What independent agency has supported millions of jobs, enjoyed support from Republican and Democrat presidents alike over its 81-year history and doesn't cost taxpayers a dime, actually earning billions of dollars in revenue for the U.S. Treasury? The answer is the U.S. Export-Import Bank, a little-known entity that has stepped into the spotlight this week.
Even the most ardent newswatchers may have been caught off guard this past weekend when the reauthorization of the Export-Import Bank caused a heated debate in the U.S. Senate. Sen. Ted Cruz called Senate Majority Leader Mitch McConnell a liar for bringing the matter to a vote — as an amendment to a long-term transportation funding bill. The amendment passed the Senate, 67-26, breaking what had been a filibuster against the agency's reauthorization.
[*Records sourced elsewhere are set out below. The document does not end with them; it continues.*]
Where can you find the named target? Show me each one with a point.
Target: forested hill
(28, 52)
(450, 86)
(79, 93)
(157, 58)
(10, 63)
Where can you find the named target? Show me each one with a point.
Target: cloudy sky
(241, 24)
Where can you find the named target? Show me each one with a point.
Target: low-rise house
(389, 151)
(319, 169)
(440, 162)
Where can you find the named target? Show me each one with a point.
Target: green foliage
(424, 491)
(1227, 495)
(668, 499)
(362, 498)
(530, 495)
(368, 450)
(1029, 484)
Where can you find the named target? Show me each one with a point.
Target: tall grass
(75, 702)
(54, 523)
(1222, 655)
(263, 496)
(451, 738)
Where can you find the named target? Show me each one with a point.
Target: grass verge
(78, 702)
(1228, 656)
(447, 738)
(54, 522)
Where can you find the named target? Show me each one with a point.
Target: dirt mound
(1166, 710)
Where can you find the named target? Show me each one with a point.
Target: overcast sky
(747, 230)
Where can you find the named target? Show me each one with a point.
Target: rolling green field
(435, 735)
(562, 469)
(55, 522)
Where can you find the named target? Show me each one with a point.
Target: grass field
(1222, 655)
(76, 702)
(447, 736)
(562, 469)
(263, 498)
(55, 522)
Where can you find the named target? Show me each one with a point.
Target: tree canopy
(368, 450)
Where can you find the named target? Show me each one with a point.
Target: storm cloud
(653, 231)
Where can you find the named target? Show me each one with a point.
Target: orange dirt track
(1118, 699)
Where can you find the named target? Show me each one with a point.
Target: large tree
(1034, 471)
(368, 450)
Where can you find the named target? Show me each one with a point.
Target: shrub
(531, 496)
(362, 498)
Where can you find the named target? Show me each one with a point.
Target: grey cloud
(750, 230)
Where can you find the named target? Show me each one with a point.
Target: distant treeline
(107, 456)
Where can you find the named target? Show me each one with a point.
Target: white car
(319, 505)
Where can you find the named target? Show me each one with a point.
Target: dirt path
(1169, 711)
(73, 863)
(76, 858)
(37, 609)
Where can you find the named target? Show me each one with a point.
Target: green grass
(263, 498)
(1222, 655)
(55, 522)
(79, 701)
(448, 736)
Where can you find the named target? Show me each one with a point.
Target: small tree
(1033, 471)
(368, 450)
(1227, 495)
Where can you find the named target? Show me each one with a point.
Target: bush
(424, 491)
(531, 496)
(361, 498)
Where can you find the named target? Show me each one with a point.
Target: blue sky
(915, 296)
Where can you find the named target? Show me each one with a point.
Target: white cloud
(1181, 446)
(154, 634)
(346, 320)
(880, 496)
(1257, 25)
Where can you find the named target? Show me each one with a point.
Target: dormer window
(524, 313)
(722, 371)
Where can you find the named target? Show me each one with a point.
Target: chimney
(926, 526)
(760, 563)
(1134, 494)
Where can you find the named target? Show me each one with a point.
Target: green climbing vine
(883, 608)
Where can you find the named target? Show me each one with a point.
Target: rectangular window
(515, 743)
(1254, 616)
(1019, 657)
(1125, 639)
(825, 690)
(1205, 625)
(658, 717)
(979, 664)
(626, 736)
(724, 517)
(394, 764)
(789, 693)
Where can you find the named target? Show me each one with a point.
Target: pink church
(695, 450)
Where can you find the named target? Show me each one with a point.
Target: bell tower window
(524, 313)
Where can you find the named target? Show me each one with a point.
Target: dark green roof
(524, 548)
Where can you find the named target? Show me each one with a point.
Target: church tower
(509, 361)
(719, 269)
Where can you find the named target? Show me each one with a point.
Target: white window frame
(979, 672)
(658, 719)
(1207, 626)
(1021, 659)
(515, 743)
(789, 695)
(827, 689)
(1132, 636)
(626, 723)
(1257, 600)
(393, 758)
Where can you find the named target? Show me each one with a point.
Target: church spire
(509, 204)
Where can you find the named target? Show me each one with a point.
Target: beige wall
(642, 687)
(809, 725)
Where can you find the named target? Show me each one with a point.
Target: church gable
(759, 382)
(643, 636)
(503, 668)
The "EXIM Bank," as its commonly known, helps finance or insure some foreign purchases of U.S. goods. That it could stir such passions within the GOP seems ludicrous on its face. But the bank's defeat has been a cause celebre for the tea party wing as well as some of the conservative moment's biggest backers including Charles and David Koch and the Club for Growth. They see the bank as the kind of government intervention into the marketplace — the so-called picking of winners and losers — that they decry as self-defeating corporate welfare.
But that criticism not only fails to recognize the agency's record of success — an estimated 164,000 jobs created in fiscal year 2014 alone by helping underwrite $27.4 billion in U.S. exports (the vast majority of the transactions helping small businesses) — but ignores the reality of government involvement in the global marketplace. The vast majority of U.S. competitors in international trade offer similar government-backed loans so that foreign customers can afford to buy their exports. Will Russia or China stop providing that credit to purchasers if the U.S. no longer offers it? Not likely. Killing the EXIM Bank amounts to unilateral surrender.
And it's already happening. The bank lost its lending authority on June 30 when its reauthorization expired. Now, it's reduced to simply completing and servicing existing loans. That's entirely unhelpful to U.S. trade interests. This country continues to import far more than it exports (the monthly deficit reaching $42.7 billion in May), and denying customers the ability to pay for U.S. goods is only going to make matters worse.
In a perfect world, the purists might have a point about corporate welfare. But that's a matter worthy of trade negotiations. Within the U.S., states offer government-backed incentives to encourage business development all the time — including in Senator Cruz's home state of Texas. And you likely won't see the Lone Star State giving up those incentives and thus surrendering those jobs to Oklahoma or Arkansas any time soon. Why are the jobs tied to the EXIM any different?
Arguments that the bank might go bankrupt and prove costly to American taxpayers doesn't hold much water either. Not only has it been in business since Franklin D. Roosevelt was president but its default rate as of Sept. 30 was 0.175 percent, which would make it the envy of the private sector. Are there examples of EXIM loans helping one American company at the cost to another — as when Delta claims loan guarantees for Boeing jets inadvertently helped its foreign rivals keep down costs? Most likely, yes, but should the country sacrifice aerospace manufacturing for the sake of laissez-faire purity? Without the loan guarantees, Delta would be the winner and Boeing a loser, and the U.S. trade imbalance would grow worse for it.
Admittedly, the Export-Import Bank doesn't drive trade — it's loan inventory may seem large but it's puny compared with overall exports. But the potential jobs that would be sacrificed if the bank is not reauthorized are quite real. It's also troubling to watch so many Republican presidential candidates within the Senate line up against the bank (Sens. Cruz, Marco Rubio and Rand Paul versus Sen. Lindsey Graham, the sole candidate on the bank's side) with so little concern for the hundreds of thousands of jobs involved. The EXIM Bank is a success story, not a pariah. Whether the means to its resurrection should be the transportation bill (which is flawed for reasons other than inclusion of the bank's reauthorization) is another question. That the issue splits the Republican Party is a trivial concern compared to the livelihoods at stake.